# Mark iii hunter sights



## MITCH (Apr 9, 2009)

Has anyone had a problem with their front sight getting loose after only 10 to 20 rounds fired ?
Also, no matter where I move the rear sight, I can't get the POI to center on the target. Several people have tried and it still hits too far left.
Any thoughts ?
Mitch


----------



## TomC (Sep 5, 2006)

I have a MK III Hunter. Love the gun; hate the sights. I replaced the front sight with a black, square post. I replaced the V rear with a VQ Bomar like rear. I loctited both securely in place and haven’t had any problems with them. I also did a few other things like replacing the sear with a VQ sear, replaced the hammer with a VQ MK II hammer and bushing, replaced the trigger with a Marvel trigger and drilled and tapped the mag release and added a 1911 mag release extension. No more mag safety and a long enough mag release that I can reach it without shifting my hand.
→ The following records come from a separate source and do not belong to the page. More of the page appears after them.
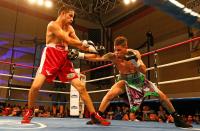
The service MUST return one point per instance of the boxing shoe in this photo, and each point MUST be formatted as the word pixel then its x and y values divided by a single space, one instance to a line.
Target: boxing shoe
pixel 97 119
pixel 27 116
pixel 179 122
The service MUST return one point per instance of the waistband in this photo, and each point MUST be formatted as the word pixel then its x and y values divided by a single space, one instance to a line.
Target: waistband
pixel 131 75
pixel 58 46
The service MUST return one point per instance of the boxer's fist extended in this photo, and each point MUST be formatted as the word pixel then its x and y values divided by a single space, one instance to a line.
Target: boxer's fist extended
pixel 74 54
pixel 130 56
pixel 90 45
pixel 100 49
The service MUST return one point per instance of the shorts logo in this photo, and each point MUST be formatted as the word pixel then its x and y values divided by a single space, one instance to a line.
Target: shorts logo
pixel 70 75
pixel 48 73
pixel 74 96
pixel 74 107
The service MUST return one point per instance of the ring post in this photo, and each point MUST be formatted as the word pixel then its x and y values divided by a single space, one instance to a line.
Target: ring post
pixel 10 81
pixel 156 67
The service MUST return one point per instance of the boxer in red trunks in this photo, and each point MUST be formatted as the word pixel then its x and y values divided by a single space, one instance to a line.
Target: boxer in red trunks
pixel 55 62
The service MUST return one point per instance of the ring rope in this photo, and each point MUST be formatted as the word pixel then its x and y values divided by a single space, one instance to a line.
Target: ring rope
pixel 176 63
pixel 109 77
pixel 150 53
pixel 179 80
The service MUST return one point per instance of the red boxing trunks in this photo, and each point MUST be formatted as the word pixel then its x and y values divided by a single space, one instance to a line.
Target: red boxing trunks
pixel 54 62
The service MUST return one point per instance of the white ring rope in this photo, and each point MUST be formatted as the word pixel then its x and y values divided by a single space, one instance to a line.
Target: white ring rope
pixel 109 77
pixel 25 89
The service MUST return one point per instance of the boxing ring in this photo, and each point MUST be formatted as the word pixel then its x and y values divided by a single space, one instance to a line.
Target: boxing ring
pixel 76 124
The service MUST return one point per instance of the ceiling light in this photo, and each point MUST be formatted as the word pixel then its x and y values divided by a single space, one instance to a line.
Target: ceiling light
pixel 48 4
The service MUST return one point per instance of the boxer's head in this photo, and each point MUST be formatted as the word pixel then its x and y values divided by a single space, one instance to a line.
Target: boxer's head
pixel 120 46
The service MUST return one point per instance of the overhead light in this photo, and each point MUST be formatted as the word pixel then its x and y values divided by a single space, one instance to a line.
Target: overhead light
pixel 187 10
pixel 32 1
pixel 126 2
pixel 48 4
pixel 133 0
pixel 40 2
pixel 177 3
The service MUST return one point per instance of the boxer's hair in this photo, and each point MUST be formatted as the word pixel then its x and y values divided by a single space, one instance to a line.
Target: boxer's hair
pixel 120 40
pixel 65 9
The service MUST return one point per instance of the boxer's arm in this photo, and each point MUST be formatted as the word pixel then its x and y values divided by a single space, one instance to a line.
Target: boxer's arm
pixel 94 57
pixel 61 34
pixel 142 67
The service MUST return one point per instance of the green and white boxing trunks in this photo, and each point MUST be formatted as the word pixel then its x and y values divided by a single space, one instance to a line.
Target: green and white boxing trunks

If you like the sights, consider Loctite. I like the red stuff for sights.


----------



## Couch Potato (Jun 3, 2010)

No, mine stays put, and the bullets hit right where I aim. It took a period of adjustment (me, not the sights) but now I love the sights on my Mark III Hunter.


----------



## MITCH (Apr 9, 2009)

*Mark iii hunter*

Thanks to everyone for the replies. I contacted Ruger today and their reply was yeah they come loose. Their suggestion was also to use red locktite. As far as the reason it shoots to the left, I discovered that the rear site is loose in the dovetail slot.
Bottom line: Use lock tite on everything on the Mark III.
Mitch:smt082


----------



## Couch Potato (Jun 3, 2010)

I guess it is something I can look forward to experiencing. :anim_lol:


----------